Escaping The Tar Pit

by Ernesto Tagwerker

In the talk titled "Escaping The Tar Pit," Ernesto Tagwerker addresses the challenges of maintaining legacy software projects and the concept of software quality. He emphasizes the importance of assessing code quality through three main metrics: code coverage, complexity, and code smells.

Key points discussed include:
- Understanding Technical Debt: Tagwerker reflects on the difficulty of managing technical debt and how it can lead to projects being stuck in a "tar pit." He shares insights from his consulting experience with projects that often run over budget and sacrifice quality.
- Assessment Tools: The speaker introduces various tools for evaluating code quality:
- SimpleCov for measuring code coverage, which shows how much of the codebase is tested.
- Flog, Flay, and Ruby Critic for measuring code complexity and identifying code smells.
- The StinkScore: Tagwerker presents a new metric he developed, called the StinkScore, which combines metrics of code quality and coverage to prioritize refactoring efforts for complex files lacking adequate tests.
- Decision Framework: Before taking on a project, stakeholders are encouraged to assess how long it would take to ship features or fix bugs, alongside the project's technical debt.
- Improvement Strategies: Aimed at reducing technical debt, Tagwerker suggests removing unused files, refactoring problematic code, and increasing test coverage.

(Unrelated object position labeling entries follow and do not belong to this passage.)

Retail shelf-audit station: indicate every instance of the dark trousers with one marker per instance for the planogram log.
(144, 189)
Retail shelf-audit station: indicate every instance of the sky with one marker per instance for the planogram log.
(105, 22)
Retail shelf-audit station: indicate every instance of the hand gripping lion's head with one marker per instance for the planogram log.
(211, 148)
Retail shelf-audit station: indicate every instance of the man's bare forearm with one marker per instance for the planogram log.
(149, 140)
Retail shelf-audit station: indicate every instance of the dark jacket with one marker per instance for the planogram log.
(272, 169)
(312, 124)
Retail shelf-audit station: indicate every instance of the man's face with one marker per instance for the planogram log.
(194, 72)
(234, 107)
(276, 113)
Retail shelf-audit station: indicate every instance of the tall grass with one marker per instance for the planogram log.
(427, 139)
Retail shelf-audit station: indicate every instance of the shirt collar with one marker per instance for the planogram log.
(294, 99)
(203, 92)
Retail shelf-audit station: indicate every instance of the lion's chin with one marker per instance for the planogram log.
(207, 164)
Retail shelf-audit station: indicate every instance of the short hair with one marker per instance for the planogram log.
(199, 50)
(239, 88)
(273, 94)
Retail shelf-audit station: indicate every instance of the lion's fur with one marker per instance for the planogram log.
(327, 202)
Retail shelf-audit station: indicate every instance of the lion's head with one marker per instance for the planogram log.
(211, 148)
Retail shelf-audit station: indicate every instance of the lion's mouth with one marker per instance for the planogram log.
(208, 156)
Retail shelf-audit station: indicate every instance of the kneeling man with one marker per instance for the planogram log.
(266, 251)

He highlights the importance of tracking the StinkScore over time to understand progress regarding technical debt.

In concluding his talk, Tagwerker encourages the open-source community to engage in discussions about software quality and to use tools like the StinkScore as a compass for improving maintainability within codebases. He invites feedback on his projects and emphasizes the importance of shared knowledge in tackling technical challenges in software development.

00:00:00.120 Whoo! So, our next speaker, Ernesto Tagwerker, has a great surname. I love German words, especially the really long ones, but 'Tagwerker' is a great name. I know it means 'day worker.' According to the internet, there are only 443 people with this surname, and we have one on stage today. Ernesto is a prolific Ruby blogger; I've read some of your posts. He's also the founder of Ombu Labs and Fast Ruby IO, and he's an open-source maintainer. Today, he's going to show us how to escape the tar pit. So, welcome Ernesto!

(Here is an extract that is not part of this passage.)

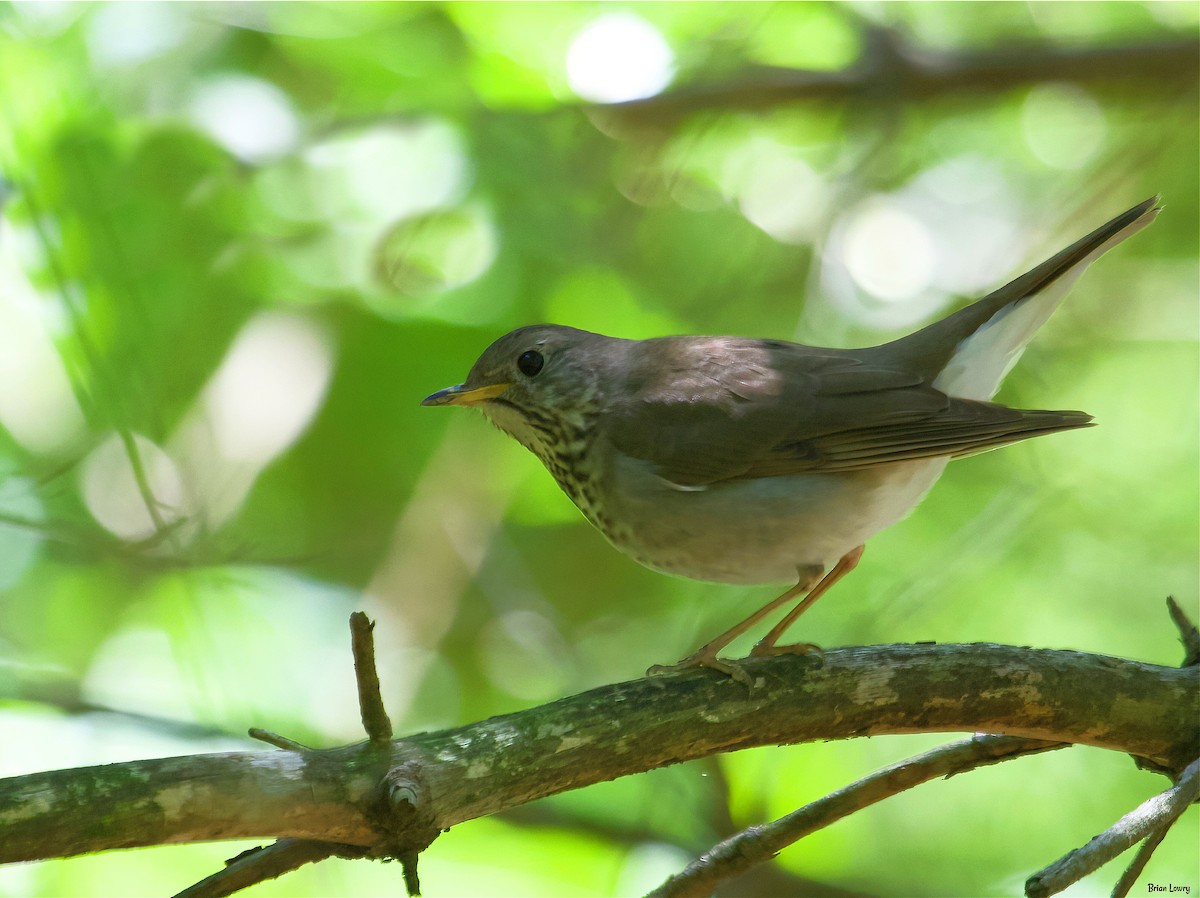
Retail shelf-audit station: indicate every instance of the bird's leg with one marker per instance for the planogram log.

00:01:02.309 Thank you very much! My name is Ernesto Tagwerker, and you can find me on Twitter and GitHub with the handle @tagwerker. This is my very first time in Australia, and in RubyConf Australia, so thanks a lot for having me! Like Mel said, I am originally from Argentina. I am actually one of three Tagwerkers in Argentina; which is weird because I know all of them. You might hear some funny words since Spanish is my native language, but I've been living in Philadelphia for the past three years, so you'll probably hear an American accent, which is also a bit odd.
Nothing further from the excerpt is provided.